I’m still with Joe
Maybe you know the story. JFK is giving a speech at a dinner in Houston when he says, “Next month, when the United States of America fires the largest booster in the history of the world into space for the first time giving us the lead, fires the largest payroll — payload — into space giving us the lead. It will be the largest payroll, too.”
The laughter was well-earned. But let’s face it, even the ever-suave John F Kennedy made verbal gaffes. He recovered well, but gaffe he did. (This story is particularly poignant, because when he made that speech he had exactly one day to live.)
You may also know the famous story of the 1960 Kennedy-Nixon debate. It’s practically a cliche. People who watched it on television said Kennedy won. People who listened to it on the radio said Nixon won. Nixon’s performance was more substantial, but Kennedy looked good. Our obsession with surface appearances hasn’t changed. In some ways we’re as shallow today as we were back then. And the mainstream media knows exactly how to manipulate that shallowness.
And Kennedy didn’t have to worry back then. Members of the press weren’t crouching like buzzards, reloading their guns, waiting for him to make a mistake. There’s something inevitable about verbal flubs and bad debate performances when you know everyone is waiting for you to make them, ready to pounce. When you know they will kick you to the ground — and go right on kicking you.
The press has relentlessly hounded Joe Biden ever since the debate. They have done so to the point that many members of his own party are ready to give up on him.
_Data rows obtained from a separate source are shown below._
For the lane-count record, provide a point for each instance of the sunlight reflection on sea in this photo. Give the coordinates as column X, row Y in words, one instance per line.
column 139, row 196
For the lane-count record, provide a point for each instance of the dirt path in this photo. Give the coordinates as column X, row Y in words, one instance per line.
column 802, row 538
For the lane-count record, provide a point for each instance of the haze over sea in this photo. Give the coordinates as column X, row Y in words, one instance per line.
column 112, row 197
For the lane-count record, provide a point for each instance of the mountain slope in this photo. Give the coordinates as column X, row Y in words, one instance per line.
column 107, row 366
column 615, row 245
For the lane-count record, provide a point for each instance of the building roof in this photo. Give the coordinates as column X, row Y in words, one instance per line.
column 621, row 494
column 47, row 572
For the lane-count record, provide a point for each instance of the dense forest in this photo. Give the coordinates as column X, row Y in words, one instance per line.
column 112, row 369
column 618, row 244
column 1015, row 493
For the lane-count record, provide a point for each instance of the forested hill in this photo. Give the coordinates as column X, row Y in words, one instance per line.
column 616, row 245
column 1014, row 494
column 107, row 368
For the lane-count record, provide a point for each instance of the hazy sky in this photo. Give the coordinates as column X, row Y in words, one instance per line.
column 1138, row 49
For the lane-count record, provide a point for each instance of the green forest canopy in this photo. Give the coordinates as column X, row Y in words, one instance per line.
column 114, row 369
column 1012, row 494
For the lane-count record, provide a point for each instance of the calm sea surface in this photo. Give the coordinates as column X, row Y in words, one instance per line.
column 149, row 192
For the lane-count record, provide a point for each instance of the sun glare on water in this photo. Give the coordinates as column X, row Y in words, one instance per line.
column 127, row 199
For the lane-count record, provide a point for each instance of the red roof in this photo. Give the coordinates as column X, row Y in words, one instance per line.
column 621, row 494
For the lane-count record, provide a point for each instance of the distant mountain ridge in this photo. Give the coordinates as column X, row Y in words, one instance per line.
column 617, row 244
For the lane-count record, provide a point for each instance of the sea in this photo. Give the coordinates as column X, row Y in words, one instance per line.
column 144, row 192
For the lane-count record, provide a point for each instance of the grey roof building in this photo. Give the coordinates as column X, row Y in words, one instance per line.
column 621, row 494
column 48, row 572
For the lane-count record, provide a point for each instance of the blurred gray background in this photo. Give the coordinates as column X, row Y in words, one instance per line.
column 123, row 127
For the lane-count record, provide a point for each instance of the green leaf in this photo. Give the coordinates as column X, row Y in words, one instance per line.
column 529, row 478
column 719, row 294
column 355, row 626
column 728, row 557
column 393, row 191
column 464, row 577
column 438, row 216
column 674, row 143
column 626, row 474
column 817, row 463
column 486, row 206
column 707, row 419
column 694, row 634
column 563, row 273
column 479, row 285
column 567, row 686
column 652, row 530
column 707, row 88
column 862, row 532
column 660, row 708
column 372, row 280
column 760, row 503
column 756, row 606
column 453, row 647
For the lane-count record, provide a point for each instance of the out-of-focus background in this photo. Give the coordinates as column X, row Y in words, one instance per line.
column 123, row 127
America’s mainstream media has been so relentlessly complicit in the destruction of Joe Biden that even many of us, members of the public, are joining them in their bullying, because many people let the press do their thinking for them. It’s sickening to watch. It’s even more sickening to understand the motive.
Donald Trump would make a more “interesting” president than Joe Biden. He would serve up a daily feast of racist pronouncements and dog whistles, outrageous attacks on America’s allies, misogynistic statements and out-and-out lies. Joe Biden just gets on with the business of being President, sponsoring legislation to improve the infrastructure, bringing joblessness down to record lows, strengthening the economy, encouraging industry, lowering inflation, you know, boring stuff like that.
Biden is bad for business. Trump is good for business. The press wants Trump back. He’s better for ratings than Biden, and ratings means more ad revenue, and more ad revenue means fatter salaries and longer contracts for the talking head class of America’s news-reporting elite.
In short they want Trump back, just like they wanted him in power in 2016. They saw to it back then by ignoring many of Trump’s horrific flaws and obvious criminality, and focusing endlessly on Hillary’s emails. And they’re doing it again.
Is it really just that simple? Maybe so. To be sure, they are also terrified of a Trump presidency. They don’t want to be the ones Trump comes after first should he do the unthinkable, should he return to the White House.
So they exploit one of the oldest and safest bigotries of all, ageism. They do so despite obvious contradictions. Trump is almost as old as Biden. Trump makes far more gaffes. Trump does things Biden never does, like giving long, meandering, meaningless speeches that go nowhere and mean nothing and make him look like the incompetent fool that he is. And many of us, including many prominent members of Congress, let them get away with it. Because their con works. And many of us are their complacent accomplices.
To be sure, Joe Biden is no John F Kennedy. He is not young and suave and vigorous. He’s just boring old Joe who gets the job done. And what a job it’s been! But that doesn’t matter in the land of the sheep. That doesn’t matter in the land of the parrot. If the media can whip the half-asleep crowd into the belief that Joe Biden can’t win, one day it will become a self-fulfilling prophecy.
We must not let that happen. I do not want Joe to drop out. You see, I think he’s the one man, the only man, who can save us from Trump. Moreover, I believe in that corny and old-fashioned quality seldom mentioned. I believe in loyalty. And I join the millions of loyal Americans who think Joe Biden has done a pretty damned good job. And I want him back for another four years. And, as ever, ladies and gentlemen, brothers and sisters, comrades and friends, stay safe.
Robert Harrington is an American expat living in Britain. He is a portrait painter.